Barney reached over for the whistle blower that was connected with another office. He blew into it and then brought the tube to his ear. From the other office one of his assistants answered.

“Yes, Barney?”

“Code a telegraph to Harry in London and send it at once. Say, ‘Don’t sell a share period I will handle everything this end period end of message.’”

“Right, Barney.”

“And I’m going over to the Exchange. I shouldn’t be too long.”

“Right, Barney.”

Barney put down the tube and stared at the message a moment before coming to his feet and starting from their new offices toward the Kimberley Stock Exchange in the St. James Hall. As he walked along, he did a lot of thinking. Somebody was making a plunge for the Kimberley Mine stocks, and spending a lot of money to do it. It could, of course, be any major investment firm in the world, acting on the behalf of a client with a lot of surplus cash, someone interested in becoming a factor in the diamond business without going through all the years of hard work he had put in, but he didn’t think so. Few investment bankers got to be where they were by advising clients to bid thirty to fifty per cent over the market value of stocks, even stocks as solid as Kimberley Mines. No, he was sure it had to be Rhodes and the De Beers group who were behind the plunge; they had never stopped trying to get control of first Barnato Mining, then Barnato-Central, and now Kimberley Mines, one way or another. Although what they hoped to gain with this particular move was hard to see, since the control of the company was firmly in the hands of the Barnato family. Actually, beyond the shares needed to control fifty-one per cent of the company, there were twenty thousand shares available to sell, and if someone wanted to add three quarters of a million pounds to the Barnato coffers, he saw no reason not to accept it.

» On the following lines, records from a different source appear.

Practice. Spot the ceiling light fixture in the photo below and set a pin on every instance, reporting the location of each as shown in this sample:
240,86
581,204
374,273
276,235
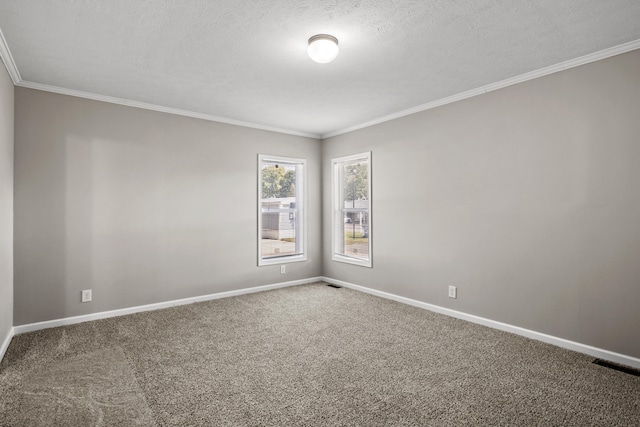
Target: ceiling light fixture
323,48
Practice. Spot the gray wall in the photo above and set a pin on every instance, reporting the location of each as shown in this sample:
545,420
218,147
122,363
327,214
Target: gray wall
140,206
527,199
6,204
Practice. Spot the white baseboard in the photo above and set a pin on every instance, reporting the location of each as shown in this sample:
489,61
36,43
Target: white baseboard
130,310
5,343
560,342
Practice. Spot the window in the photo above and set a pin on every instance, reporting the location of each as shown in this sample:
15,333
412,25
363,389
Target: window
351,209
281,210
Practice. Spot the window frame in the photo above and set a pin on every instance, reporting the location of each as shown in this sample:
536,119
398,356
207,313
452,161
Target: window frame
337,210
300,209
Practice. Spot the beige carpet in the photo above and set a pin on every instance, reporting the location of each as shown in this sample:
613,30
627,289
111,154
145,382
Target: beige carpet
303,356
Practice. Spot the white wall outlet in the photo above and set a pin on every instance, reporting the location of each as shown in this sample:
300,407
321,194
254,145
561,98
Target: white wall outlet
86,295
453,292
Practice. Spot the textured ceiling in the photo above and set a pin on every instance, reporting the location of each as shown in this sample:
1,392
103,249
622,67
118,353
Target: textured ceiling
246,60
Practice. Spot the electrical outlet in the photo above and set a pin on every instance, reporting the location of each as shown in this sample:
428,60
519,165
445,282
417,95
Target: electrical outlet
86,295
453,292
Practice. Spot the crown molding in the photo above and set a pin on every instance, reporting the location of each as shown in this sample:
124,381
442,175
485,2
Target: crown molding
160,108
7,59
572,63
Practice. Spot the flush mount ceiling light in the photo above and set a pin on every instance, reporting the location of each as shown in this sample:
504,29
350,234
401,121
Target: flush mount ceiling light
323,48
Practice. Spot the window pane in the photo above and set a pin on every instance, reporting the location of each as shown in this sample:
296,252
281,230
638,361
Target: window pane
281,227
351,206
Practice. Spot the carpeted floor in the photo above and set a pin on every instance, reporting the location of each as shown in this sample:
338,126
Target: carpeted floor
307,355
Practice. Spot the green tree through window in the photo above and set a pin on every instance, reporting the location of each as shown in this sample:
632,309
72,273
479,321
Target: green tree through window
278,182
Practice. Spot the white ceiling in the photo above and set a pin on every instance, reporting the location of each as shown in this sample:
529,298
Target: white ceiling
244,61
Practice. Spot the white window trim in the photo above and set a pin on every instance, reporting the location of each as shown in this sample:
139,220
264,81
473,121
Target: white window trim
302,211
336,211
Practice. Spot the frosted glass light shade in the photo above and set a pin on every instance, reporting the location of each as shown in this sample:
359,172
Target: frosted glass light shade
323,48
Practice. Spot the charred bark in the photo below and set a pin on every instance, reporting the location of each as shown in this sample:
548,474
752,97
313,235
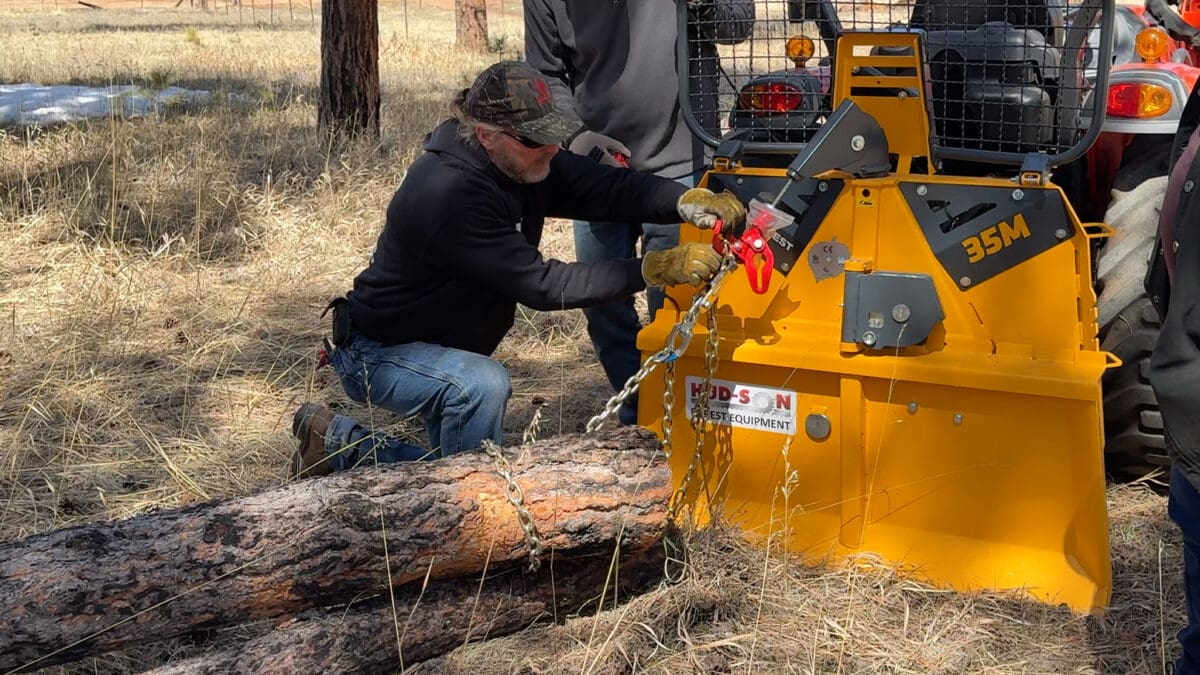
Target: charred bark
375,638
85,590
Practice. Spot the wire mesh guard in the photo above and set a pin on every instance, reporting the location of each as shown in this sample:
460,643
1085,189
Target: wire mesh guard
1003,77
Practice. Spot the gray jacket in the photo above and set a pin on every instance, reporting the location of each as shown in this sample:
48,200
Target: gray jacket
613,64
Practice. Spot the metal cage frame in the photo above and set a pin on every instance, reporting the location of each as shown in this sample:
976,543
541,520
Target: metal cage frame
1072,108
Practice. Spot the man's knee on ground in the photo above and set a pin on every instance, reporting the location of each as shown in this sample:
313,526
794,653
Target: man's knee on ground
489,382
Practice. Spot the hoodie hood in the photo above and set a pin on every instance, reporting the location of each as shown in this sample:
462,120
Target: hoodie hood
444,139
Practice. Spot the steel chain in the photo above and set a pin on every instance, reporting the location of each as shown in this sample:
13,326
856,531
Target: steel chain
516,497
699,414
677,344
534,426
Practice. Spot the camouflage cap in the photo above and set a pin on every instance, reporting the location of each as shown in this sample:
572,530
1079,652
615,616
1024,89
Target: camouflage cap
514,95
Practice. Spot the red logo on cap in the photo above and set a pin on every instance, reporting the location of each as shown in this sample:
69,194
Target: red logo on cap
544,95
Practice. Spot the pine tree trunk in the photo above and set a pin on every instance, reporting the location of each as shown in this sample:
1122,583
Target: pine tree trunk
471,24
85,590
431,622
349,69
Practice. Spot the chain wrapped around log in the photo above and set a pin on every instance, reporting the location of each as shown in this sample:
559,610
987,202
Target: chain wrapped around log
81,591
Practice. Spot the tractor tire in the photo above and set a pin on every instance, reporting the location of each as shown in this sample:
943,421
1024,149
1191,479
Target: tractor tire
1128,328
1133,426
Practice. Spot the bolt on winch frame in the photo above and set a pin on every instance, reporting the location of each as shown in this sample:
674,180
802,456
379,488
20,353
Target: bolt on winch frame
907,370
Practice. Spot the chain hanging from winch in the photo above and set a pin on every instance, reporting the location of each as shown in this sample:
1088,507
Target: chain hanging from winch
676,346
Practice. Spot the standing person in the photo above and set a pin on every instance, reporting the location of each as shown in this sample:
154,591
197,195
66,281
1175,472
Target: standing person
459,250
613,63
1175,364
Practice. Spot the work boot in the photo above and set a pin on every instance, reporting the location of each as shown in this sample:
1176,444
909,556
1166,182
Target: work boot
309,425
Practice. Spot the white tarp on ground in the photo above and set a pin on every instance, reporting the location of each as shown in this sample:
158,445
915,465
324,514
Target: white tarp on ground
36,103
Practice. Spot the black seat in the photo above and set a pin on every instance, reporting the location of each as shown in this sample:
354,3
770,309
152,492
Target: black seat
964,15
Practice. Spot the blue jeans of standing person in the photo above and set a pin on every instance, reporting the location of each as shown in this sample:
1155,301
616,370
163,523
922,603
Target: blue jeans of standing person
613,326
461,396
1183,505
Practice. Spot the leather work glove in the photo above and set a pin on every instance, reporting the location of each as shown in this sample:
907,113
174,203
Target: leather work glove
600,148
687,263
702,208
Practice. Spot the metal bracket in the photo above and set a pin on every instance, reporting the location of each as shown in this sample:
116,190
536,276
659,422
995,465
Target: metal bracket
1035,171
850,141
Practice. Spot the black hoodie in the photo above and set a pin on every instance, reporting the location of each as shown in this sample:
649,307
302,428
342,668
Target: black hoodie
460,246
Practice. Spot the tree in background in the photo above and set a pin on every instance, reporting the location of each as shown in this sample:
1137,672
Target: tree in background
471,24
349,67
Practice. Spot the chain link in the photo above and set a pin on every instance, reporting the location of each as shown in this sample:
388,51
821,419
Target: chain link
677,344
700,413
516,497
531,432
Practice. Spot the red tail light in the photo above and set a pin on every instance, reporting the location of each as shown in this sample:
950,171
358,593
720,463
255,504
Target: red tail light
1135,100
772,97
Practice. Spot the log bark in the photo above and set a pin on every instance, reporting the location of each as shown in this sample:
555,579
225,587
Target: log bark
349,69
375,638
471,24
85,590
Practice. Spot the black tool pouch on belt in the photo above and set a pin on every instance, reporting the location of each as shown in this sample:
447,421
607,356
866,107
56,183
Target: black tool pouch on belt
341,323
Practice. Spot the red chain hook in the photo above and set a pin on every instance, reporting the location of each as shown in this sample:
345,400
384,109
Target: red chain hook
750,249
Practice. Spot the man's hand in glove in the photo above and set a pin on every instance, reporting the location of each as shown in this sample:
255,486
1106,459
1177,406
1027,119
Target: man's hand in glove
687,263
702,208
603,149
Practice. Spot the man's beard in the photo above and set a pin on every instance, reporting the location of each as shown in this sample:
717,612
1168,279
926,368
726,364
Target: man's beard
535,172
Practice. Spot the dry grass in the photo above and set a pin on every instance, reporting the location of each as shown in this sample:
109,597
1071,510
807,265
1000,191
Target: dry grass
160,284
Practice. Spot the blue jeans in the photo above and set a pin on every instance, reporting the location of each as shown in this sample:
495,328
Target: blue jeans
461,396
1183,506
613,326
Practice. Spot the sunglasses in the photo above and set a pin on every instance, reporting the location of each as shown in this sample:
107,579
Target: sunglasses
523,139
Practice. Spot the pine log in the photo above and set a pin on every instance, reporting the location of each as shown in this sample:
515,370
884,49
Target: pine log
79,591
430,622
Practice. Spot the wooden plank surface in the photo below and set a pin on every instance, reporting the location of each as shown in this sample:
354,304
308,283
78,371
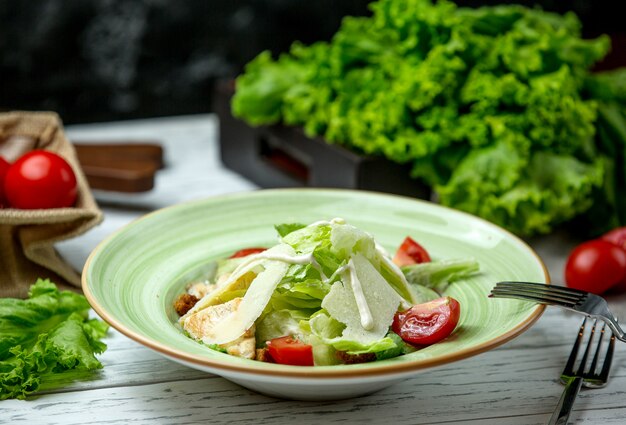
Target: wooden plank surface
515,384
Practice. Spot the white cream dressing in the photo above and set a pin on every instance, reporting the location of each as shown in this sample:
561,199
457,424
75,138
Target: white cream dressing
367,321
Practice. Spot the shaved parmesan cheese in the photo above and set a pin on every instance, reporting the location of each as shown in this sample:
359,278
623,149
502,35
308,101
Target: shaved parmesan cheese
254,301
382,302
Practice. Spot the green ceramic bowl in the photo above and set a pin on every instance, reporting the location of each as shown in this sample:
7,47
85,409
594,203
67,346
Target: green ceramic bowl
132,278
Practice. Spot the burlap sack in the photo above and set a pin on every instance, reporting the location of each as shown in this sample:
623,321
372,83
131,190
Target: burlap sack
27,237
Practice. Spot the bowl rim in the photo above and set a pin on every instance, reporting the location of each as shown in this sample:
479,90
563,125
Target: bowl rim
371,369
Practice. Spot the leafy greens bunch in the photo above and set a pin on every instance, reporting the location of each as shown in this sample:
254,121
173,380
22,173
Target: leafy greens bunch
44,335
488,105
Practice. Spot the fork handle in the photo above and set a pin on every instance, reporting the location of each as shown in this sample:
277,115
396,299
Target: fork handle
564,407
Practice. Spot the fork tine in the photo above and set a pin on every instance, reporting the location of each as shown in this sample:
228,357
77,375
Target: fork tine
533,296
604,373
569,366
538,292
569,293
583,361
594,362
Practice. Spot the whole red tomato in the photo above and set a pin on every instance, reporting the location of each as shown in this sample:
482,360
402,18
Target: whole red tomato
4,167
595,266
40,179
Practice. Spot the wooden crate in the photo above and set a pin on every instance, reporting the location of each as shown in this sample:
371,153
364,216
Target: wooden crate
281,156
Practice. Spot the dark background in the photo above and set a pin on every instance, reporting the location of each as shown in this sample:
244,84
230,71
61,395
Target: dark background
103,60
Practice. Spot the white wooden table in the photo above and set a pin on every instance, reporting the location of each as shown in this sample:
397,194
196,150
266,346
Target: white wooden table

There was a sudden pause in the noisy clamor as he walked into the Exchange and was recognized. Someone called out.

“Barney Barnato! Did you hear what’s happening to Kimberley Mines? What’s going on?”

“I heard and I have no idea what’s going on.”

There were looks of general disbelief on almost every face.

“Tell us this: are you buying or selling?”

Barney didn’t hesitate. It wouldn’t take long to find out who or what was behind the plunge. “Selling!”

“How many shares?”

“Twenty thousand!”

Men stared. Most of the men in the room who held any shares at all in Kimberley Mines considered themselves lucky if they held as many as one hundred. Twenty thousand at the price that had been reached represented a fortune!

“Twenty thousand shares at what price? Market?” It was a calm voice, yet one which managed to make itself heard over the tumult of the Exchange. Barney looked around, a bit surprised not to see anyone of the De Beers group present, and then looked at the man who had asked the question. He was a very tall, very thin man with an extraordinarily pale face, topped by a thatch of pitch-black hair and thick black full eyebrows. The man was watching him quietly.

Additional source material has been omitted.